Bungie managed to do what seemed like an impossibility. First, they created a new IP that becomes universally praised (Halo). Then, they follow up with even better games (Halo 2, 3, and ODST). Now, on the verge of Halo: Reach, their newest game, they have the power to say, “See ya Microsoft, and thanks for all the fish,” allowing them to move onto something completely non-Halo for their next title. But is their last affair with Halo good? How are they leaving Master Chief and his crew? I’ve got the review here, so hold on and listen.
Halo: Reach is a prequel to the franchise. Master Chief isn’t present, but the upshot is that we get numerous Spartans instead, Spartans that can actually remove their helmets and reveal their faces to the camera.

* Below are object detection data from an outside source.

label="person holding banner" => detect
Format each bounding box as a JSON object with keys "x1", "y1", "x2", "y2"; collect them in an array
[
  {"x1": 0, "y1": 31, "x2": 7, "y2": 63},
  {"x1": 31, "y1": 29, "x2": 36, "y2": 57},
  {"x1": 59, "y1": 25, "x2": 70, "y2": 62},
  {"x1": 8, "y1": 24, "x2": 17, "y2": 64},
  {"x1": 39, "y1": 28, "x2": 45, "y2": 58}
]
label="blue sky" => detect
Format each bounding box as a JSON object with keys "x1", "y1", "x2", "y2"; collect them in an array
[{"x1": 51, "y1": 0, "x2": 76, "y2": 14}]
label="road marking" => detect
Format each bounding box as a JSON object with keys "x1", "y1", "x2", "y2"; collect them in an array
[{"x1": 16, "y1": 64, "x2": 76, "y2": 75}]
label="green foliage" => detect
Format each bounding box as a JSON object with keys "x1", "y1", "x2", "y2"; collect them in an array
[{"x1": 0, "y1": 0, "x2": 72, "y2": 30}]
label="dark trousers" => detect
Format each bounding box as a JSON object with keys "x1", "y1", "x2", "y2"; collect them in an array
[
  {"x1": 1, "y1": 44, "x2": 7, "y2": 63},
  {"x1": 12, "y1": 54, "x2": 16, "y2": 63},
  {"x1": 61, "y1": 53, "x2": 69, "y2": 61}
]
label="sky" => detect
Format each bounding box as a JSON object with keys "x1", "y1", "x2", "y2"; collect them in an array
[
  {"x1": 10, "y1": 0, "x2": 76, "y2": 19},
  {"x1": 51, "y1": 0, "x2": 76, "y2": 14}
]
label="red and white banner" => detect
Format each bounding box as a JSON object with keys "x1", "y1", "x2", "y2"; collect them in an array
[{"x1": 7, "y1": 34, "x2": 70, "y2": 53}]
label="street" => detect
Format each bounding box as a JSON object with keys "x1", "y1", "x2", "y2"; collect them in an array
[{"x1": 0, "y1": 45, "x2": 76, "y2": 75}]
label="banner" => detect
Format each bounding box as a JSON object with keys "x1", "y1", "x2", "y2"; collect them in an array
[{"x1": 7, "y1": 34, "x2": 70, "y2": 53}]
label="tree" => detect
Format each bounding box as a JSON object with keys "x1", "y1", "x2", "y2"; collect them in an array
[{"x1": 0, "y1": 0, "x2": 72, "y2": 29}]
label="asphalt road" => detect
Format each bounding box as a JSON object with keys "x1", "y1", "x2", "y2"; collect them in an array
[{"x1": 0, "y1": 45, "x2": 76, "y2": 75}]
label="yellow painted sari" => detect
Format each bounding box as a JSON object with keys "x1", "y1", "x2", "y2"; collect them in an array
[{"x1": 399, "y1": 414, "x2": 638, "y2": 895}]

This allows the player to get more up close and personal with the characters, similar to ODST, making the story a little harder hitting, especially when you consider that the whole point of Reach is to tell the already known story of how Reach fell to the Covenant. I’m really not spoiling anything to tell you that this entire game, story-wise, isn’t going to end on a positive note. However, the story is still very strong, even for a Halo game, so fans shouldn’t be disappointed there.

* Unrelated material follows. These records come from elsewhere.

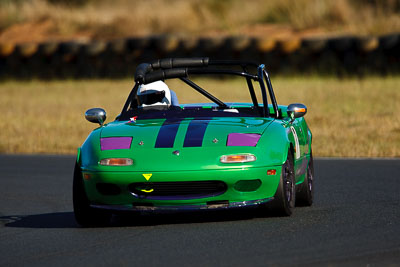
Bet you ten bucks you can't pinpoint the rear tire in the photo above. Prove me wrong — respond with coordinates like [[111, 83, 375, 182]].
[[267, 151, 296, 216], [72, 163, 111, 227], [296, 153, 314, 206]]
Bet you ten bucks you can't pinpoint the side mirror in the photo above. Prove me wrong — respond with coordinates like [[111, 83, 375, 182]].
[[287, 103, 307, 120], [85, 108, 107, 126]]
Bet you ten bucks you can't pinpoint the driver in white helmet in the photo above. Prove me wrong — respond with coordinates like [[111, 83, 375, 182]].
[[137, 81, 179, 108]]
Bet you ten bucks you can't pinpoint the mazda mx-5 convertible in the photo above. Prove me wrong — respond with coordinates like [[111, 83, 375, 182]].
[[73, 58, 314, 226]]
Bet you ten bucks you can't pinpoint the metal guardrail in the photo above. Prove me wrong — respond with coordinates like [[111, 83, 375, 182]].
[[0, 33, 400, 79]]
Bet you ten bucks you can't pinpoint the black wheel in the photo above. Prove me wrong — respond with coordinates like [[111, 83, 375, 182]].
[[72, 163, 111, 227], [267, 151, 296, 216], [296, 154, 314, 206]]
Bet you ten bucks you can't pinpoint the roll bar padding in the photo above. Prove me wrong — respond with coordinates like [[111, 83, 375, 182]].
[[135, 58, 209, 84]]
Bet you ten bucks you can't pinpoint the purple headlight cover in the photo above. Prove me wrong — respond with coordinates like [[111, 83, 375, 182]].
[[226, 133, 261, 146], [100, 137, 132, 150]]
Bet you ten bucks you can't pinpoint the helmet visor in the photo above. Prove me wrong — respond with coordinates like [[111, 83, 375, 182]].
[[137, 91, 165, 105]]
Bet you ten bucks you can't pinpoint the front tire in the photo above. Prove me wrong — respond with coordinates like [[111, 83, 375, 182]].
[[72, 163, 111, 227]]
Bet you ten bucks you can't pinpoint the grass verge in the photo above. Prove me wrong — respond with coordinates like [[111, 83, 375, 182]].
[[0, 77, 400, 157]]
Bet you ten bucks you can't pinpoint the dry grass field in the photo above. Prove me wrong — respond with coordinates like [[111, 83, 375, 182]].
[[0, 0, 400, 43], [0, 77, 400, 157]]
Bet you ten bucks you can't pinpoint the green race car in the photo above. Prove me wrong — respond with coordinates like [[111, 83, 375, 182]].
[[73, 58, 313, 226]]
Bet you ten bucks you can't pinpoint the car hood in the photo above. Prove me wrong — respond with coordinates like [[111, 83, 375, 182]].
[[83, 117, 273, 172], [101, 117, 273, 148]]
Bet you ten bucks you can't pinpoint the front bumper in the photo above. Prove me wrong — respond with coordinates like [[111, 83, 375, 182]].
[[82, 166, 281, 210], [90, 197, 274, 212]]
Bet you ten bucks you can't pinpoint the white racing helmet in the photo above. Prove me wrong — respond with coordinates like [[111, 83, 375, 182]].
[[137, 81, 171, 107]]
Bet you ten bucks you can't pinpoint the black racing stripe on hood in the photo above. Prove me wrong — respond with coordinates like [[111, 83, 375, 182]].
[[155, 118, 183, 148], [183, 118, 211, 147]]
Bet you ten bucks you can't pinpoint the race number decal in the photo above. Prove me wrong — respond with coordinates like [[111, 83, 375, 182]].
[[290, 126, 300, 159]]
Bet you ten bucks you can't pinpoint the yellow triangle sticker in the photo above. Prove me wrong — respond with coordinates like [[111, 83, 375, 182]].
[[142, 173, 153, 181]]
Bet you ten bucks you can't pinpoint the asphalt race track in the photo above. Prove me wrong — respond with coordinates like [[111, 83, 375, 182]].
[[0, 155, 400, 266]]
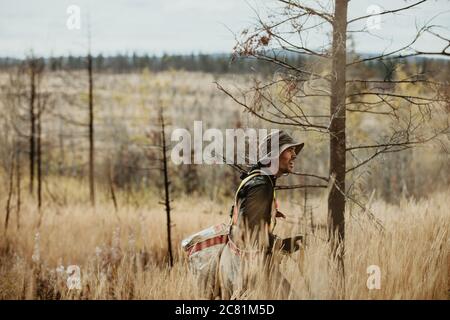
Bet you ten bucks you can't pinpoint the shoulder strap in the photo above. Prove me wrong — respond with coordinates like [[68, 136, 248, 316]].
[[234, 170, 273, 206]]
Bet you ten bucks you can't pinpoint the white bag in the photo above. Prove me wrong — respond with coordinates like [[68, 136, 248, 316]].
[[181, 223, 230, 294]]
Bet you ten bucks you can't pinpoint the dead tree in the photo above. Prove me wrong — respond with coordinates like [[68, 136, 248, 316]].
[[5, 152, 14, 235], [26, 56, 44, 194], [217, 0, 450, 290], [159, 107, 173, 267], [87, 43, 95, 206]]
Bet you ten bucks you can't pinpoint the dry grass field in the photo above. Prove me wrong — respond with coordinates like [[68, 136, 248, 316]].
[[0, 179, 450, 299]]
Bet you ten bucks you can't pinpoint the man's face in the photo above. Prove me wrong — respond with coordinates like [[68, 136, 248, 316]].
[[278, 147, 297, 175]]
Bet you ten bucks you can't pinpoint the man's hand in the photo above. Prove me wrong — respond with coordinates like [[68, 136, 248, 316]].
[[281, 236, 303, 253]]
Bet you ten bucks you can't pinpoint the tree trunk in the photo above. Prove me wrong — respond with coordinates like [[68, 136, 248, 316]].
[[36, 94, 43, 214], [87, 53, 95, 206], [328, 0, 348, 274], [16, 145, 22, 230], [160, 109, 173, 267], [5, 150, 14, 235], [29, 63, 36, 194]]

Gameplay is largely untouched from previous Halo titles. The health system is reverting to the original Halo style of a rechargeable shield over a depleting health bar, a reversion I say “More power to you, Bungie” since it helps establish these characters’ humanity better to show that they can bleed. Other than that, you’ll see a few new guns, the loss of dual wielding (good), and the return of a pistol that can ACTUALLY kill enemies. Awesome.
But you’re all Halo fans, you don’t care about the single player campaign. You want to know how multiplayer functions, right? Calm down, multiplayer is everything you want it to be and more. Every game type from the previous Halo multiplayer experiences have returned here, plus a few new ones. Essentially, you’re paying for the biggest, beefiest multiplayer experiences on the Xbox 360 when you’re buying Halo: Reach. It more than justifies the purchase, so we’ll leave it at that.

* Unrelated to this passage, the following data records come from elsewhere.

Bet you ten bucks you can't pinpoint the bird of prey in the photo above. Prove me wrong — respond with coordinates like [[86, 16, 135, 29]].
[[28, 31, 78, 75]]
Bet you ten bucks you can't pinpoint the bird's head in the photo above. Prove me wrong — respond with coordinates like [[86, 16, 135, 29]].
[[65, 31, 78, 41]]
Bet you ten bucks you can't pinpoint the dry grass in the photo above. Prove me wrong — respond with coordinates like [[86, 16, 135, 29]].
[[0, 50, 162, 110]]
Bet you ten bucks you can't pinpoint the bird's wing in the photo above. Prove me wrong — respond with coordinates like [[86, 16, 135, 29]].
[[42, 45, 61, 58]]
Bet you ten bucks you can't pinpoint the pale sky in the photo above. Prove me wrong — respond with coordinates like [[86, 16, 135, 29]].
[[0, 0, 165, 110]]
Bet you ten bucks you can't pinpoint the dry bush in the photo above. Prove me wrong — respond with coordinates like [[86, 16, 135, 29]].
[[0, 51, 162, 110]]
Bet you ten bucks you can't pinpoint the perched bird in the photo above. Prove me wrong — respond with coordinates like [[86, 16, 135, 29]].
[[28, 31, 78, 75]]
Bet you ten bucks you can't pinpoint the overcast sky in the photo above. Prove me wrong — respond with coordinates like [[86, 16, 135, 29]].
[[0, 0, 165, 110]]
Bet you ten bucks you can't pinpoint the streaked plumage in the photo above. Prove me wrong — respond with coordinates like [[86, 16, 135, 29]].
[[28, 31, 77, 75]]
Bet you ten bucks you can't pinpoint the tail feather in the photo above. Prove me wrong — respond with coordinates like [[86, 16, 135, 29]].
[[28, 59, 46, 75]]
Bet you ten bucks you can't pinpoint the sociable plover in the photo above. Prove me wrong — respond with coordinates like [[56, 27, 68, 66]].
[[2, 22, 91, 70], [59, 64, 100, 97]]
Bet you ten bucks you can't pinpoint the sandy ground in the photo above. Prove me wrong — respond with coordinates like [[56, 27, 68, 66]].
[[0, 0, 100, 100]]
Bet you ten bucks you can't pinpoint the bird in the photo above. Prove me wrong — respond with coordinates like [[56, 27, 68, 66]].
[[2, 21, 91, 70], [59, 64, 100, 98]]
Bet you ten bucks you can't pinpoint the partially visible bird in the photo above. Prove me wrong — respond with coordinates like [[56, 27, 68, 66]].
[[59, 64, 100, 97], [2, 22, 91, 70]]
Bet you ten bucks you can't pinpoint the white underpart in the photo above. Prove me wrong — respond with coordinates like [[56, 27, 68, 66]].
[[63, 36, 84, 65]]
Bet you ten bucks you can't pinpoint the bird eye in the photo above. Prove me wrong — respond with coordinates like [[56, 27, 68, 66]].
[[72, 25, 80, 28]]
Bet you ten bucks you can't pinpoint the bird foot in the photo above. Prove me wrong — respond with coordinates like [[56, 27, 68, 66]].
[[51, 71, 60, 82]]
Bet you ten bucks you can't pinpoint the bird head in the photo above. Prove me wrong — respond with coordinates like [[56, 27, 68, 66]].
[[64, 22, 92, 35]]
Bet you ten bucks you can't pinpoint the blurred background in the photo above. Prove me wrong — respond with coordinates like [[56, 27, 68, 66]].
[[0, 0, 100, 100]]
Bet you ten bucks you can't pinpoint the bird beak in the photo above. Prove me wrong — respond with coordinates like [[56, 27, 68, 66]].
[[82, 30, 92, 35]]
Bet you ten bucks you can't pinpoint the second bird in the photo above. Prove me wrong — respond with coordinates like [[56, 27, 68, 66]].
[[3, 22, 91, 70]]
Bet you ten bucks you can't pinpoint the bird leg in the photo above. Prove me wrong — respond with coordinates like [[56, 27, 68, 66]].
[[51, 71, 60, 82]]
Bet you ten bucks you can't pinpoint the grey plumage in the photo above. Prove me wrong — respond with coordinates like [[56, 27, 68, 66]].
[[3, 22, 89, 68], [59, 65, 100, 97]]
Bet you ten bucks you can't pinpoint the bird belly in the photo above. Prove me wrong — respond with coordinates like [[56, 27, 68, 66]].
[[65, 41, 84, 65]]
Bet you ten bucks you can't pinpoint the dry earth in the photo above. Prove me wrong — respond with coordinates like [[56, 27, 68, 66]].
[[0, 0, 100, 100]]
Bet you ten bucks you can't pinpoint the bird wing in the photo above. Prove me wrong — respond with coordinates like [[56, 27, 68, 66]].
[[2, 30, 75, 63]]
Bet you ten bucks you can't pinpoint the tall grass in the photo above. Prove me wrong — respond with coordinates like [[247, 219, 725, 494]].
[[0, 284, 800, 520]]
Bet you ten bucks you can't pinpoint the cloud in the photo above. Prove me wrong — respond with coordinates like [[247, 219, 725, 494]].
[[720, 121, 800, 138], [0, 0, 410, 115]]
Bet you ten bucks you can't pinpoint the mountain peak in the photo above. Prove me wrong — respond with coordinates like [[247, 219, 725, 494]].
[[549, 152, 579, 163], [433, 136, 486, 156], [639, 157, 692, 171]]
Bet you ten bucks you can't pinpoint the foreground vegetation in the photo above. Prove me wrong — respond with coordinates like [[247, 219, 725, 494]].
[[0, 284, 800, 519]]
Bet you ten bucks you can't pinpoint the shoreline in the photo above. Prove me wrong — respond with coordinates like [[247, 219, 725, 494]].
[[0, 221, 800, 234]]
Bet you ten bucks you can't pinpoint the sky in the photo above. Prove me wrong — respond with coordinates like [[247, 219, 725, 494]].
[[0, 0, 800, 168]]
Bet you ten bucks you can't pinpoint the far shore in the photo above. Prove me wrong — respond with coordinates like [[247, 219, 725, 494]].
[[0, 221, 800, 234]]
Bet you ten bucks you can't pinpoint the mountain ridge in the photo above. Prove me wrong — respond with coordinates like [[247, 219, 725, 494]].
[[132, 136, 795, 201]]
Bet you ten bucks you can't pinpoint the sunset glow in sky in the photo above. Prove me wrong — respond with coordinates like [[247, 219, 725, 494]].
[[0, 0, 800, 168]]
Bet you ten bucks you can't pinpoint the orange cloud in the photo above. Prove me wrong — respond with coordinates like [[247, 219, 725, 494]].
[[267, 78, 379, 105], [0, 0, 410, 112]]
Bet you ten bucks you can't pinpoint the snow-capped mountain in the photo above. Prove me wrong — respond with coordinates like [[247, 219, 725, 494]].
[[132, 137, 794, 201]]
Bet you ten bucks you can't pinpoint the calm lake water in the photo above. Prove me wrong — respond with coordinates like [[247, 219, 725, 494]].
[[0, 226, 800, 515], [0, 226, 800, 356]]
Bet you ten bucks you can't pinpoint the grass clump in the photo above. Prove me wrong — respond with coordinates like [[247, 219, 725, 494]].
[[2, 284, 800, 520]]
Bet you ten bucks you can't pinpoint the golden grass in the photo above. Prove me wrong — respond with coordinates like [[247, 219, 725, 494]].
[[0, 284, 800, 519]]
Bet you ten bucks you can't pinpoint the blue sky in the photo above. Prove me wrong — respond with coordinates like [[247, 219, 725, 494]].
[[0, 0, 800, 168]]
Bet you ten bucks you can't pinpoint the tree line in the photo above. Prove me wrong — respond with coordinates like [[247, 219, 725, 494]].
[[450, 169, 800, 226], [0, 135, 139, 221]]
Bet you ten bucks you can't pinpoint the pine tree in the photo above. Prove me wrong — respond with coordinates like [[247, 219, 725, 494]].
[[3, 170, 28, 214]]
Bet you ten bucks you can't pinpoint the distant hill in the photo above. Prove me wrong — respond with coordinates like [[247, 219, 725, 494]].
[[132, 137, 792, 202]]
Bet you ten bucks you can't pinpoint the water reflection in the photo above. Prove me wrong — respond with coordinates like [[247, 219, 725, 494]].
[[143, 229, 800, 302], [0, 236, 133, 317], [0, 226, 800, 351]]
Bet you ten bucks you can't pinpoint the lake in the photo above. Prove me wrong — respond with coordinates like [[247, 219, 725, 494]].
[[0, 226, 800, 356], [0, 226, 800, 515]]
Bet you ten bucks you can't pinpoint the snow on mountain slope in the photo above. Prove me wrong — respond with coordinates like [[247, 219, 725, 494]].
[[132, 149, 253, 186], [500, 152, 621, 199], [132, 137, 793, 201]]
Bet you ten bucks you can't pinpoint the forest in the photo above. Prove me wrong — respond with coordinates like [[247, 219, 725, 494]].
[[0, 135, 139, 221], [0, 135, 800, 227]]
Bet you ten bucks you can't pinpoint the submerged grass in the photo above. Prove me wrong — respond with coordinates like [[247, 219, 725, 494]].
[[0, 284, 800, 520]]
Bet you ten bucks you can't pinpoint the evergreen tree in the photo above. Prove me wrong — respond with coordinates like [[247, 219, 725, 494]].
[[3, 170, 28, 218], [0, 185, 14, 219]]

To round things out, the graphics get a nifty technical boost here, being built from the ground up rather than just reusing previous graphics from older Halo games. If graphics are your thing, you’ll approve of the bump the visuals got. Add to this yet another great musical score and it’s the complete package.
So, a perfect multiplayer experience and a good single player experience with great graphics and great sound? Yup, that’s Halo: Reach alright. But my review isn’t selling you on this game. I can include an Amazon link as usual, but you’ve already bought the game, so it’s sort of pointless, isn’t it? Halo: Reach is going to be a contender for 2010’s Game of the Year, so keep an eye on it. I, however, want to see what Bungie plans to do next, and more so what Microsoft plans to do with the Halo franchise. We live in an uncertain and exciting future now people!